Reports regarding the connection between eating fish and health range from warning consumers about dangerous mercury levels in ocean-caught fish to lamenting the detriment to the environment caused by fish farming. Fish farming is a relatively new phenomenon. Whether wild fish are a healthier option than farm raised depends on several factors. Heed warnings when opting for farm-raised fish.
Why Farm Fish?
As the demand for fish has increased, pressure has grown on suppliers to produce more for commercial consumption. In addition, overfishing has depleted many wild populations of fish that are popular to eat, driving up the cost. In order to meet the demand of an ever-growing population, fish farms have become more common. This way of raising fish increases production, decreases costs and reduces pressure on natural populations in oceans, lakes and other fresh water. Fish farms have become an economical and popular way to raise species that are becoming rarer in the wild and are growing more expensive.
Wild Versus Farm Raised
Wild fish populations have access to their natural ecosystem and all the benefits that it provides. The food they eat, the predators they encounter and the quality of their water all have an impact on the health of the fish. Farm-raised fish live in man-made habitats such as tanks or ponds. All fish farming entails cutting the fish off from the natural world and limiting its territory. Fish farmers may feed fish a type of aquafeed or fishmeal that serves as a substitute for the fish's natural diet.

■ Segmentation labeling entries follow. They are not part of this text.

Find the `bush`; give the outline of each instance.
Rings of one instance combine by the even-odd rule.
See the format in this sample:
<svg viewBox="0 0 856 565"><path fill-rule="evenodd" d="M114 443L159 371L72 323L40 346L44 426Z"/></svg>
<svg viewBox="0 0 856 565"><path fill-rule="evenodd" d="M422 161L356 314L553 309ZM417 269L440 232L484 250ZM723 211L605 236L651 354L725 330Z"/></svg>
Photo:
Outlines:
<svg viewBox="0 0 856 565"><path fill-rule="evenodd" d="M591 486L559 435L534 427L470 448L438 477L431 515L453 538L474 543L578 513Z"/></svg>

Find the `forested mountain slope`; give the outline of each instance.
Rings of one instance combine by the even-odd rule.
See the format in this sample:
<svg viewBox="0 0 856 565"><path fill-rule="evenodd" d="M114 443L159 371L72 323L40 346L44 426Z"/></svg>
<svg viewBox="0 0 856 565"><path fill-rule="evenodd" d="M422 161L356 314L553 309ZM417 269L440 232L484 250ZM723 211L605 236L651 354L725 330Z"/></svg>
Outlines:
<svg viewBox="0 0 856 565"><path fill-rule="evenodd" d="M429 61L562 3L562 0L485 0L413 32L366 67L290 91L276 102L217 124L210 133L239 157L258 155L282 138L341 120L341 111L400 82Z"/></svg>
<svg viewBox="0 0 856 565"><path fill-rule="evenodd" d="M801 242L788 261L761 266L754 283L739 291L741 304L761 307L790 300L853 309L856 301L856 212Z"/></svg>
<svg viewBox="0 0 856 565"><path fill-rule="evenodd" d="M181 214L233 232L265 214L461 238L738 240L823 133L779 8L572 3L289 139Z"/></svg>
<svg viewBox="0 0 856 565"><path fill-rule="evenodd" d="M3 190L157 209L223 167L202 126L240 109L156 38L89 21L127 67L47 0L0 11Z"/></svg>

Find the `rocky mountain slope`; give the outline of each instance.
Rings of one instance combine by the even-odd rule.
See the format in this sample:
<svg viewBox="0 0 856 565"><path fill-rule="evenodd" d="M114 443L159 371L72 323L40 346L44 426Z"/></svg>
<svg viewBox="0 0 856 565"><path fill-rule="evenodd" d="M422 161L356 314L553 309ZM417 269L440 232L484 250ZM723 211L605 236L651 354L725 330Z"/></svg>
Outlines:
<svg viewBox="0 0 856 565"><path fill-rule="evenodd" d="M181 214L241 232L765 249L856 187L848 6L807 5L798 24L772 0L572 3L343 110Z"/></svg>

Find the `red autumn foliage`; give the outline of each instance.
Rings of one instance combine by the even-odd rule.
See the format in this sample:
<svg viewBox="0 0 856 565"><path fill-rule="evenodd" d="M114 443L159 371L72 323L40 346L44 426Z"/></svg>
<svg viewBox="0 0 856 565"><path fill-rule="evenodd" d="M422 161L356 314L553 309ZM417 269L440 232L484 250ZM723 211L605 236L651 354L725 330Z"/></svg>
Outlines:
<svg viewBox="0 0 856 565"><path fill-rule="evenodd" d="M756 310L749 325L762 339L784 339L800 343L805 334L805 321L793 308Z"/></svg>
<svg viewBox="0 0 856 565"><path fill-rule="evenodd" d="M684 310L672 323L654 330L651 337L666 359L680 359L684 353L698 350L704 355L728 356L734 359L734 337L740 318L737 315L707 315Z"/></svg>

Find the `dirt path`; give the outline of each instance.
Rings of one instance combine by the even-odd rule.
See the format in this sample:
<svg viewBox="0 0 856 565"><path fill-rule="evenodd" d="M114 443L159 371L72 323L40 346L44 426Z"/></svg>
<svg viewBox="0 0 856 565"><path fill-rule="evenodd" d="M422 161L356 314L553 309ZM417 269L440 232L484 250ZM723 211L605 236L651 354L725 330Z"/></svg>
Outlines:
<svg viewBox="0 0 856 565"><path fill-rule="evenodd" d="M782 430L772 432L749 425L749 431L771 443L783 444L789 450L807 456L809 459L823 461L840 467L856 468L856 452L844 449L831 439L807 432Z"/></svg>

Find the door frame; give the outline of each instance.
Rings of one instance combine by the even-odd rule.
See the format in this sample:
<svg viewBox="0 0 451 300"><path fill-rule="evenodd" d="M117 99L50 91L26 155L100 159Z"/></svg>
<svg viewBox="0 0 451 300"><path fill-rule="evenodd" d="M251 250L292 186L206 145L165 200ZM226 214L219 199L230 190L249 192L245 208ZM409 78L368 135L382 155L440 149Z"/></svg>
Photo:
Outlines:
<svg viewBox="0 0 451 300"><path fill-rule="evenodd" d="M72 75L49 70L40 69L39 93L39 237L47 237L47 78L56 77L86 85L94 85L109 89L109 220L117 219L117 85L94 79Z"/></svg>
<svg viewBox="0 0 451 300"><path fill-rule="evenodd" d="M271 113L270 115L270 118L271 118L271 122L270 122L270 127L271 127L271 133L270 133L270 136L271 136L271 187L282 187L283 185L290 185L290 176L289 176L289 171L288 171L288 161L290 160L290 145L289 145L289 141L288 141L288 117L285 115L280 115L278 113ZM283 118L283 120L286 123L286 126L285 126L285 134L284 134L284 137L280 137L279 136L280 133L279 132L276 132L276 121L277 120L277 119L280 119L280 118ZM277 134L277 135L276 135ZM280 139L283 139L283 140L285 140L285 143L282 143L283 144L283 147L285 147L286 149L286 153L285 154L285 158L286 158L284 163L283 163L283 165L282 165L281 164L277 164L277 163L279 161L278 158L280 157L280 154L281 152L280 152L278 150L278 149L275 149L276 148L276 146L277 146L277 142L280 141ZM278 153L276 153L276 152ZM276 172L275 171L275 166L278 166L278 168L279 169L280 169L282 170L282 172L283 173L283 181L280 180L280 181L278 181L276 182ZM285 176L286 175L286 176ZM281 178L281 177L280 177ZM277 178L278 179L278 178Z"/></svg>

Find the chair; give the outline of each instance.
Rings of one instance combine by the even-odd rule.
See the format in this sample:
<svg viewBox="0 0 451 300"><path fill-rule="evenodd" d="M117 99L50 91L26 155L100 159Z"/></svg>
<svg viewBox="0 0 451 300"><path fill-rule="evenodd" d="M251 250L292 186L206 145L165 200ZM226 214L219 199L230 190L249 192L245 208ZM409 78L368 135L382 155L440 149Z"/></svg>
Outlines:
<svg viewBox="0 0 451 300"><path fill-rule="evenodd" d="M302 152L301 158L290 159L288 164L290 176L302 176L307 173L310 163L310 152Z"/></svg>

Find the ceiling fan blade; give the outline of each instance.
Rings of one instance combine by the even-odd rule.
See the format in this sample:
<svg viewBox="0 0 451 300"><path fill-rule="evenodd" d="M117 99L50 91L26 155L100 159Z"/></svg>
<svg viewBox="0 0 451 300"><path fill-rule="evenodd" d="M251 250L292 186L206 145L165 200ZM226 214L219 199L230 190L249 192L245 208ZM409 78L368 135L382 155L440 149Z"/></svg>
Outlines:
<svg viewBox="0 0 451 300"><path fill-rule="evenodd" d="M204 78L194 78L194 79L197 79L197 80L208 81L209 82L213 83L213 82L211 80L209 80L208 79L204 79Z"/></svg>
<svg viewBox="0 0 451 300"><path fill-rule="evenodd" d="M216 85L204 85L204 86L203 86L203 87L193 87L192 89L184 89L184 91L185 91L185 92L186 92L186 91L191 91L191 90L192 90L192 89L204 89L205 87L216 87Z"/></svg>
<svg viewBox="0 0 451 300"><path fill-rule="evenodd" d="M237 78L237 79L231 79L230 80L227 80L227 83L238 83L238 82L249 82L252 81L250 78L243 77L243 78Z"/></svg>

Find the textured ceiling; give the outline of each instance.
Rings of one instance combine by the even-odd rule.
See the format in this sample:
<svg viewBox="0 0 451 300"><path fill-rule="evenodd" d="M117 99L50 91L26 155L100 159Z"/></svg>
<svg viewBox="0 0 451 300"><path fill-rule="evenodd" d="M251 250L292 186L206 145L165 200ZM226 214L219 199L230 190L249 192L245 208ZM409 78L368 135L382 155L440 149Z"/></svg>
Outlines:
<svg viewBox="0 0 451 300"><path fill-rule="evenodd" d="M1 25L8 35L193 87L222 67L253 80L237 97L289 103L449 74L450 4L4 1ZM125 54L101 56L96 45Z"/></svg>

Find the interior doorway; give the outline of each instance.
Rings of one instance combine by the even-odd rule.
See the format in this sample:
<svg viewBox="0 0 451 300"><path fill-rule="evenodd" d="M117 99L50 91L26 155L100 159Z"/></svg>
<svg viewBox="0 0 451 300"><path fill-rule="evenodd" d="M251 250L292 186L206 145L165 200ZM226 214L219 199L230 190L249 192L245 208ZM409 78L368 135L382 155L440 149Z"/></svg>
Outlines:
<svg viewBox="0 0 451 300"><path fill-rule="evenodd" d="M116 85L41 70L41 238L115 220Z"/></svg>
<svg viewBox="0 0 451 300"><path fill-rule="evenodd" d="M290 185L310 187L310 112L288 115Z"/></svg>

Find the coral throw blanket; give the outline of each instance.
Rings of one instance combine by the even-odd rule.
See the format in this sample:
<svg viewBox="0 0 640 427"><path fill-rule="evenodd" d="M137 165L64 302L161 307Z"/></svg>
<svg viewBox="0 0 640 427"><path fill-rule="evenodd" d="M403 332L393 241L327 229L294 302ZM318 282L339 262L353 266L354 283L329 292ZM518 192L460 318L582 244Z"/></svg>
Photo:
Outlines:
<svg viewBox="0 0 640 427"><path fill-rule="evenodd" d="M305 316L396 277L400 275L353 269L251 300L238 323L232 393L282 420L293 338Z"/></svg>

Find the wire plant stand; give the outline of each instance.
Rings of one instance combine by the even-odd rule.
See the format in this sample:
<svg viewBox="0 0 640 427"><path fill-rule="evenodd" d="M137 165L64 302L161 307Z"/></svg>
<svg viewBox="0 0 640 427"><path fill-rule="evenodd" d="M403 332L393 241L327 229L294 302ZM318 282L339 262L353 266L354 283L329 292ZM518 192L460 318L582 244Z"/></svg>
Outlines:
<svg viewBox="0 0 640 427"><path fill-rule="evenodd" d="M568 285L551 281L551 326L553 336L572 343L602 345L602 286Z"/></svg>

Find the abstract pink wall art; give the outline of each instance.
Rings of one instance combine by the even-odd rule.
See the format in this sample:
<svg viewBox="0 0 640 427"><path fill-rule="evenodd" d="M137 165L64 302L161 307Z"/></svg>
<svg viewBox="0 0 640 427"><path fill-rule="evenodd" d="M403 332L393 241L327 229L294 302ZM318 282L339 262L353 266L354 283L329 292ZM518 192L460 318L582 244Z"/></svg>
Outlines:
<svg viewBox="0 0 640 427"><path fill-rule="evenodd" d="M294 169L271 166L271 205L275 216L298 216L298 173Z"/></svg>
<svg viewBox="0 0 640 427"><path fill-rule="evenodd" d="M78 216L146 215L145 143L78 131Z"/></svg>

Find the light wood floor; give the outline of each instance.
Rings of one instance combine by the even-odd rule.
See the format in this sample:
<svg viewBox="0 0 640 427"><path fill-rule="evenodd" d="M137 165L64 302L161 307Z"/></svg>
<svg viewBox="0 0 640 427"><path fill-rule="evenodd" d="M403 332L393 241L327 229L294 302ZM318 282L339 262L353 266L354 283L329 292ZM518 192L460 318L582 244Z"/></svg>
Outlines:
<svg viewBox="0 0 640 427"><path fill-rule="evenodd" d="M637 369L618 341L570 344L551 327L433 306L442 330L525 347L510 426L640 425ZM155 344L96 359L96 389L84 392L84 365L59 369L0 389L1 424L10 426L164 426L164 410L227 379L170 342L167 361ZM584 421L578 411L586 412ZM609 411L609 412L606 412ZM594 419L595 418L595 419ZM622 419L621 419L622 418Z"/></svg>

Impacts of Farming on Fish
Farmed-fish habitats can be small and densely populated, which produces smaller and weaker fish compared with those in the wild. When fish live together in close quarters, disease and illness can spread rapidly. Some farms expose fish to toxins such as pesticides and agricultural runoff. If farmers do not properly filter the fish habitat, the fishes' own waste can contaminate the water. The absence of a natural diet may further weaken the health of the fish.
Farming and Your Health
Farm-raised salmon live in tight, densely populated quarters and eat fish pellets. These salmon do not have the bright pink color of flesh that is expected and which their wild cousins have. As a result, farmers add a chemical dye to artificially color the fish and make it more marketable. Farm-raised fish also may contain polychlorinated biphenyls, or PCBs, which are highly toxic industrial compounds. These toxins are "probable human carcinogens," according to the U.S. Environmental Protection Agency.
The Future of Farming
As farm raising becomes more widespread, the technology and techniques are becoming more effective at creating healthy alternatives to eating wild fish. The Monterey Bay Aquarium notes that "in the next decade, the majority of fish we eat will be farm-raised, not wild." Farming practices do not always produce an inferior product. Proper research into the farming techniques used to raise the fish you purchase and understanding which species thrive in a farmed setting will help to ensure you can select a healthy fish every time.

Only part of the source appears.